Cuarenta y tres

Me situé en la entrada de la catedral del Palace. El rey, que había adoptado una sonrisa sobrecogedora, se hallaba a mi lado. Me ofreció el brazo, y cuando sonaron los primeros compases de música, apoyé la mano en él y di el primer paso hacia el altar, donde Charles me aguardaba con la alianza matrimonial a punto. Por fortuna, el velo de gasa me protegía del millar de ojos que estaban pendientes de mí.

El cuarteto de cuerda tocó una nota prolongada y triste mientras yo daba un paso y luego otro. La tribuna estaba atestada de personas que lucían sus mejores galas, rebuscados tocados y joyas, pero sus hipócritas actitudes me resultaron insoportables. Clara y Rose, que se habían peinado a base de rizos muy ostentosos y engominados, se hallaban junto al pasillo. Clara estaba más blanca que el papel; me ignoró cuando pasé por su lado, ya que se dedicaba a enrollar el cinturón de raso entre los dedos, apretándolo con tanta fuerza que la sangre no le circulaba por las manos. Busqué a Moss entre los asistentes y, por fin, lo divisé en el centro de la primera fila. Nuestras miradas se cruzaron un segundo, pero enseguida desvió la vista hacia otro lado.
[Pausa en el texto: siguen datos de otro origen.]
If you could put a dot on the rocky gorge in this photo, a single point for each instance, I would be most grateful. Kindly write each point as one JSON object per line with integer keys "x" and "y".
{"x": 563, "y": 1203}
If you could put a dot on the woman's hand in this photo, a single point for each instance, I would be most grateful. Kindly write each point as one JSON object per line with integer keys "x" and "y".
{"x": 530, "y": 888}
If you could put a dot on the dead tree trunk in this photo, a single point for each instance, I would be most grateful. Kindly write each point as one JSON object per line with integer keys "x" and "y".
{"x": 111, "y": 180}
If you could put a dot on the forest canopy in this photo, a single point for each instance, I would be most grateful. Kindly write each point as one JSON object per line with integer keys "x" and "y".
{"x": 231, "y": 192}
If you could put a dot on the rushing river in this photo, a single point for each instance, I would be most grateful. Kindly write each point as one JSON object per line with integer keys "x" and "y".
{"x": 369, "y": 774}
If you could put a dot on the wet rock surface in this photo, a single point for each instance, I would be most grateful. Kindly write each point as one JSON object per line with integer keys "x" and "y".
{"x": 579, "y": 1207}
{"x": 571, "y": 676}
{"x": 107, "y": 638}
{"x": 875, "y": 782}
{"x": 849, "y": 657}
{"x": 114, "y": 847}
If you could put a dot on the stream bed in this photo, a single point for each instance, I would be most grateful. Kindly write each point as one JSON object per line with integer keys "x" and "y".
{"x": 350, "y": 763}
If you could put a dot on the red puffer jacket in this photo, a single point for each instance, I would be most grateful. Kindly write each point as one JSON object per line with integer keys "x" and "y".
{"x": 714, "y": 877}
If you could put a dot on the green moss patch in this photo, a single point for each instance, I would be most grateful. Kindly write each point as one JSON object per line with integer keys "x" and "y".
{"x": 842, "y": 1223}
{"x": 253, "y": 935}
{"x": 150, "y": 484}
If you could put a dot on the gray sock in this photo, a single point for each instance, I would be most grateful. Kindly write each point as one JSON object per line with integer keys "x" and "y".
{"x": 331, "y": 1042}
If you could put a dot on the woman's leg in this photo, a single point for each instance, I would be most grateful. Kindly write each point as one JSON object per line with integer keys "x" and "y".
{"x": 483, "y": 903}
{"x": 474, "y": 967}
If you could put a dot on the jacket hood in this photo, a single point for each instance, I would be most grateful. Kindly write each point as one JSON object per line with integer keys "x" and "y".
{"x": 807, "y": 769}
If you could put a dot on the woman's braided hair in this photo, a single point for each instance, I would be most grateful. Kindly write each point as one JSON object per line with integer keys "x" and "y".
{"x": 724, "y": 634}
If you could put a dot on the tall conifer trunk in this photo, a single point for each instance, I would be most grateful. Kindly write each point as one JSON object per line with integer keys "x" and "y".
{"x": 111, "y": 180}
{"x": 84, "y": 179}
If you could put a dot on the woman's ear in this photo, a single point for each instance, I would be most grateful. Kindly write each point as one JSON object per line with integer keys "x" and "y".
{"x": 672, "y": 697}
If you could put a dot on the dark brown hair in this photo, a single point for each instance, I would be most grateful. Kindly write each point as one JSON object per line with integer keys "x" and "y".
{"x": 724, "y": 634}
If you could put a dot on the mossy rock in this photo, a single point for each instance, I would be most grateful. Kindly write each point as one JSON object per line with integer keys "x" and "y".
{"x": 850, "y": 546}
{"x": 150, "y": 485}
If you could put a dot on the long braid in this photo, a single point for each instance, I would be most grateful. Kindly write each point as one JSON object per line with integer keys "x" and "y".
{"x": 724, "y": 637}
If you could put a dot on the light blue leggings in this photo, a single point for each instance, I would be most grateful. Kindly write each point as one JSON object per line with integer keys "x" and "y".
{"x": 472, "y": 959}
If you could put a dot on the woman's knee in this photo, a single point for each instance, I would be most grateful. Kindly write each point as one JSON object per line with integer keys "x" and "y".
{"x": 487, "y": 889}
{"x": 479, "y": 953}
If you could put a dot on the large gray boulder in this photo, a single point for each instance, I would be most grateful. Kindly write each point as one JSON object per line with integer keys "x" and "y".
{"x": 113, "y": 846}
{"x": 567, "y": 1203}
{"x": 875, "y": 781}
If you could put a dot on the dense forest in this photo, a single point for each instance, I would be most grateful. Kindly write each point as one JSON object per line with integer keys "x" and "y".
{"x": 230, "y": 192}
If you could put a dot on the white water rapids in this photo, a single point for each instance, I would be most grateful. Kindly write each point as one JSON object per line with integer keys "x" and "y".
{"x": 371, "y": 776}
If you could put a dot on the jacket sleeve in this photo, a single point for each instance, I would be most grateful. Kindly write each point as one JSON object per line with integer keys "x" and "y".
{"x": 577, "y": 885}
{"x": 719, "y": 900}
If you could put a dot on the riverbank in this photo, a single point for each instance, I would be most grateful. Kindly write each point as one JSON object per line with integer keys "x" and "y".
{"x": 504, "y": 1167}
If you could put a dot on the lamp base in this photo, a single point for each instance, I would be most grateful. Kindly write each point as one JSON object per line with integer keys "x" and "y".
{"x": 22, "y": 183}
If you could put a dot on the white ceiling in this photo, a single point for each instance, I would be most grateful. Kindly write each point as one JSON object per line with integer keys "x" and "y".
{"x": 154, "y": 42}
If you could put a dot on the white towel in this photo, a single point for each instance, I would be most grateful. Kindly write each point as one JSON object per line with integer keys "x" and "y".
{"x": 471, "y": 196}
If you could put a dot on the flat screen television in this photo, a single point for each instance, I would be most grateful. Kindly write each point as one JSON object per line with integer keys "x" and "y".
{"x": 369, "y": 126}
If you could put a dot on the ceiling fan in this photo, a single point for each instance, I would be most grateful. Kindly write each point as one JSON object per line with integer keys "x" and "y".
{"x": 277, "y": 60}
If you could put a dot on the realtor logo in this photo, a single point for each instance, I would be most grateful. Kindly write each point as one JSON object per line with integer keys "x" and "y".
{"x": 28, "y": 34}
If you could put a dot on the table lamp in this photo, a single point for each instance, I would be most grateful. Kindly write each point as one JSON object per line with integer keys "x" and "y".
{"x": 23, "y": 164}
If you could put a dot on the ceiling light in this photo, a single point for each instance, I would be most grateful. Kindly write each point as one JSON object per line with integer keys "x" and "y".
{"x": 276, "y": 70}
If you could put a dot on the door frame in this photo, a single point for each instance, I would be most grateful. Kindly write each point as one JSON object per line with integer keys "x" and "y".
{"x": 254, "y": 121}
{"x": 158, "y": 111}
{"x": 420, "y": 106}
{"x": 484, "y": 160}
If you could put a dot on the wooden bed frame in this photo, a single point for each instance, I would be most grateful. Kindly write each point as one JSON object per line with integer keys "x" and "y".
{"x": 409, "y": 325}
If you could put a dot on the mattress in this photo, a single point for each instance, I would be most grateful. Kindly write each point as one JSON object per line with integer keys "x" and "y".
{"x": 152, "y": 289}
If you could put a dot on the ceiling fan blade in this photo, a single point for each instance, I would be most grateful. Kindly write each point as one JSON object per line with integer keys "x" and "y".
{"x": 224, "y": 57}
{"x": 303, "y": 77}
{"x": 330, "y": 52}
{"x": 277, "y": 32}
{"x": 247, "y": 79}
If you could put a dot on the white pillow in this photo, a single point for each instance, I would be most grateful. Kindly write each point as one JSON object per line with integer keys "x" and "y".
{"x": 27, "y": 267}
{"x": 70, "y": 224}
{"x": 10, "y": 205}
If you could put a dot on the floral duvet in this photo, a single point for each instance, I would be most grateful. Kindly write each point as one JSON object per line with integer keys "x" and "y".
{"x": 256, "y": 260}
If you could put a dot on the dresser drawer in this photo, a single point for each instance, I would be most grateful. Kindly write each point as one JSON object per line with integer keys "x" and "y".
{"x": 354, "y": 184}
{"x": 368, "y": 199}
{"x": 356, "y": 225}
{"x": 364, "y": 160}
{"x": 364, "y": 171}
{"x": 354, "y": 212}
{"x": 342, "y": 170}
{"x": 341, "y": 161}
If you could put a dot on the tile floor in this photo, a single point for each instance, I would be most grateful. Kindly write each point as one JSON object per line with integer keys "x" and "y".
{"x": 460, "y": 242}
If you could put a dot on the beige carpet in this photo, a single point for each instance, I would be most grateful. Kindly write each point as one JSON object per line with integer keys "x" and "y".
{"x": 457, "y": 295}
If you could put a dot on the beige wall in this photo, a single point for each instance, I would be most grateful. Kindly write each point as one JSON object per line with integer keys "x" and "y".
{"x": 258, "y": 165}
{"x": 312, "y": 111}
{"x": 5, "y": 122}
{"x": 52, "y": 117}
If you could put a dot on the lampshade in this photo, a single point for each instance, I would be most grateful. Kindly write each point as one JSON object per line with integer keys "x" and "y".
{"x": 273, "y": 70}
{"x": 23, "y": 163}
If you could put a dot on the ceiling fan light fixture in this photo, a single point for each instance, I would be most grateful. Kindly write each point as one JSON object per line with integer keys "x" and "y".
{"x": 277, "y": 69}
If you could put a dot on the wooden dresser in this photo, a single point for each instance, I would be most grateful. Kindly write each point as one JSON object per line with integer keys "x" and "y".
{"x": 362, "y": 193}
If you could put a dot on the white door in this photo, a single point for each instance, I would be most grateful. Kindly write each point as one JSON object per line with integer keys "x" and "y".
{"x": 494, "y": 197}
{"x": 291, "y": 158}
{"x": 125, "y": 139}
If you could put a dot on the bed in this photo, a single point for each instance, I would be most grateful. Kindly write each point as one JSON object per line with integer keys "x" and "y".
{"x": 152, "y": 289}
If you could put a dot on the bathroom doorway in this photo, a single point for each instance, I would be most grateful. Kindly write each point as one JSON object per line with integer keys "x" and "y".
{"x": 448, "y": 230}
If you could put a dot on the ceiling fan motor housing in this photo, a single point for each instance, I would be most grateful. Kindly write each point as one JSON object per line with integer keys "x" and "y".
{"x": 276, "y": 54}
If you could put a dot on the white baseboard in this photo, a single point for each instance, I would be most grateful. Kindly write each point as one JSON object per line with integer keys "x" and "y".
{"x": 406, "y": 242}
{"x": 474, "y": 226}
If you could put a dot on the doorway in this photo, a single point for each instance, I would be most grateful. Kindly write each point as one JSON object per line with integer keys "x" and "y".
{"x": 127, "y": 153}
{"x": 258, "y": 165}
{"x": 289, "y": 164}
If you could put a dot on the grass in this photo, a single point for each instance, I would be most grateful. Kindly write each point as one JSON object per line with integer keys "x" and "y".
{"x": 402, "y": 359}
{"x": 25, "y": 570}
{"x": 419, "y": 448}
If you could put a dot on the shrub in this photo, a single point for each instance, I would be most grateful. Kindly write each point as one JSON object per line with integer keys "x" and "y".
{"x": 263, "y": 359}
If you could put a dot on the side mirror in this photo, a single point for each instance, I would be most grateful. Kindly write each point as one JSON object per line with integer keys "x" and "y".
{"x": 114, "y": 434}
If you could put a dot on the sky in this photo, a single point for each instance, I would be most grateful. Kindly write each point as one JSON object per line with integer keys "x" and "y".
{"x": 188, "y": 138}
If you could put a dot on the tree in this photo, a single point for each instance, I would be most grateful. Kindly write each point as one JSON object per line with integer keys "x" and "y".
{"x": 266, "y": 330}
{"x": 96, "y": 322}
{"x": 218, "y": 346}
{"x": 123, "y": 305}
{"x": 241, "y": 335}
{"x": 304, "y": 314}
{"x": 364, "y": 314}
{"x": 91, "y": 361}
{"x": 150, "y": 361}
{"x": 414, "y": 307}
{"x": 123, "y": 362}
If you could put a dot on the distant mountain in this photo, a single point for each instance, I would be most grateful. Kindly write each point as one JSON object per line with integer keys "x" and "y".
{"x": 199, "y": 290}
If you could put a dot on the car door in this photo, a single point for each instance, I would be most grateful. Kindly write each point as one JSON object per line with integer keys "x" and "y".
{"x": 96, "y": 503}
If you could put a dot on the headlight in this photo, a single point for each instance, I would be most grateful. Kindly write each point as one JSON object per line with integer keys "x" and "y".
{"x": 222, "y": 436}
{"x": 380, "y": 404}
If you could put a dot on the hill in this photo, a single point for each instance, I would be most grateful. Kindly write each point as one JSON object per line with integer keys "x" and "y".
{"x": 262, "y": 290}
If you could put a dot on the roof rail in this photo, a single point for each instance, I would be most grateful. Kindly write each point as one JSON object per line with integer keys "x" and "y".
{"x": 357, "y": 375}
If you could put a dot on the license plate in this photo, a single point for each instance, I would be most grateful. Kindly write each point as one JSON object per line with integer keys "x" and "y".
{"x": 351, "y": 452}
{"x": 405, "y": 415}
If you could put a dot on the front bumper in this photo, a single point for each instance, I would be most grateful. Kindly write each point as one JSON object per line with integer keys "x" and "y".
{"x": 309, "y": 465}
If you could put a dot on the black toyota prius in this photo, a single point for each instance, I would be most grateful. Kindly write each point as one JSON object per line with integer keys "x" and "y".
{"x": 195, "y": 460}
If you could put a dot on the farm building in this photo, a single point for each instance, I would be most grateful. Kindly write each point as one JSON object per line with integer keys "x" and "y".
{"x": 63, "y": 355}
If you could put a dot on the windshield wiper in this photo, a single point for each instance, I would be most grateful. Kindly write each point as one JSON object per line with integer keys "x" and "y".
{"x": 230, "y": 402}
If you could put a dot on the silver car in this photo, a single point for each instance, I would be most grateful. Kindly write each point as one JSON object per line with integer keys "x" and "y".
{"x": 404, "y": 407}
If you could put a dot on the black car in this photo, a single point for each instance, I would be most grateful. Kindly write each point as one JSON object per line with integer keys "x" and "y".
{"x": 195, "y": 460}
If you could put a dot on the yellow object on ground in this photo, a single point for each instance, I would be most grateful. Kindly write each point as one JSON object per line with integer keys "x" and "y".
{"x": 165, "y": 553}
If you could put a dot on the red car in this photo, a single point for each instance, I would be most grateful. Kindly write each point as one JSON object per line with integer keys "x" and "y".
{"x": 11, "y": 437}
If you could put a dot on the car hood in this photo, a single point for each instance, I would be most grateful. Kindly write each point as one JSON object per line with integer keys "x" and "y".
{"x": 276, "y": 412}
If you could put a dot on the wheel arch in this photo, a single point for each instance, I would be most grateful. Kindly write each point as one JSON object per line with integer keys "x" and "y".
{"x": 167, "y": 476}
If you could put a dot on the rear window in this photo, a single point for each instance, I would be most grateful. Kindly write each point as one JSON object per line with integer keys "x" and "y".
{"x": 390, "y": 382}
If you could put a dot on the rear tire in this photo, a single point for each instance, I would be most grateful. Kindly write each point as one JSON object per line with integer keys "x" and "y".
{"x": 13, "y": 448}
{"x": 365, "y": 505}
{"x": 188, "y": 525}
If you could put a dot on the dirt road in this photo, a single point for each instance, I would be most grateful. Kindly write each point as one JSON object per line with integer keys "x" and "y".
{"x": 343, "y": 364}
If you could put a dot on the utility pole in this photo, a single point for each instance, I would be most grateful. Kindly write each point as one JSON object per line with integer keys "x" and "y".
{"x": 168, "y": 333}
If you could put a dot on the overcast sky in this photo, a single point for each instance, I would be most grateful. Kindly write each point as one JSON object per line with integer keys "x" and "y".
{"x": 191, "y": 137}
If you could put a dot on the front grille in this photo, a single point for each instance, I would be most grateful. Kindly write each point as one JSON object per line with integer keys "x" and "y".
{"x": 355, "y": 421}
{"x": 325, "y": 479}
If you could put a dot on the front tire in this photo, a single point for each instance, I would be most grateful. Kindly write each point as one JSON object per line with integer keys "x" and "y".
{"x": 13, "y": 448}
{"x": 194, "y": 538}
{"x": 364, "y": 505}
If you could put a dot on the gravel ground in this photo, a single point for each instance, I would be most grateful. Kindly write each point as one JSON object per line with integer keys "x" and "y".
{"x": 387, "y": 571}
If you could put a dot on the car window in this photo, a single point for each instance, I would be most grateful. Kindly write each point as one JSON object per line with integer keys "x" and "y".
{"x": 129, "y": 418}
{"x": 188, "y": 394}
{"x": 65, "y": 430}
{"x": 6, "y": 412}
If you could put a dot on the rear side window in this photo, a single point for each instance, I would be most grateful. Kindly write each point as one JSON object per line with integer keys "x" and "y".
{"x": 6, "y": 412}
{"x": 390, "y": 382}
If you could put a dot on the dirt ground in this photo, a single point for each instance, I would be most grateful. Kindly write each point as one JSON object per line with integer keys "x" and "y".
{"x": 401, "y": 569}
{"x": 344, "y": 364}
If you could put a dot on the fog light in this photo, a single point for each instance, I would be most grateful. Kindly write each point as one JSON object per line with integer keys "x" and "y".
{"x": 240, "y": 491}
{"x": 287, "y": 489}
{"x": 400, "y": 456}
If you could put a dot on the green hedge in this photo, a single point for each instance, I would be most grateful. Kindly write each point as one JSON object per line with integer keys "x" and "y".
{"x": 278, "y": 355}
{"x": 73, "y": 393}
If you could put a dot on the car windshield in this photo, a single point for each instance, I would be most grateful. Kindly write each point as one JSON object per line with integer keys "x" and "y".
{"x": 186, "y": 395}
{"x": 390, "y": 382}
Era una prisionera, y volví a experimentar una pavorosa sensación de sofoco. Cerré los ojos unos segundos y recuperé la voz de Caleb, así como el olor a humo, tan real como lo había sido anteriormente. En esos momentos ya deberíamos haber salido del túnel y atravesado el barrio abandonado, llevando las mochilas llenas de provisiones. Di otro paso…, y otro más…, y cuanto tendría que haber ocurrido se me representó sucesivamente: tendríamos que haber estado a punto de dejar la ciudad; de alejarnos de la muralla, de los soldados y del Palace, desplazándonos hacia el este a medida que el sol realizaba su lento recorrido por el cielo y, por fin, nos calentaba por la espalda… Tendríamos que haber llegado a la primera parada de la ruta.

Tendríamos que haber estado juntos…, pero yo me hallaba en la catedral, más sola que nunca, pesándome una barbaridad la tiara de diamantes en la cabeza. El rey hizo un alto al llegar al altar y, levantándome el velo unos segundos, me observó con fijeza sin dejar de interpretar el papel de afectuoso padre. Los fotógrafos no cesaron de disparar las cámaras, inmortalizándonos para siempre en ese espantoso lugar. Me besó ligeramente en la mejilla y dejó caer el velo para que volviese a cubrirme el rostro.

Por fin se retiró. Ascendí los tres escalones de poca altura y ocupé mi sitio junto a Charles. La música dejó de sonar, y los presentes guardaron silencio. Me centré en mi propia respiración, el único acto que me permitió saber que todavía seguía viva. Calmé mis angustias, recordando las palabras de Moss.

La ceremonia estaba a punto de comenzar.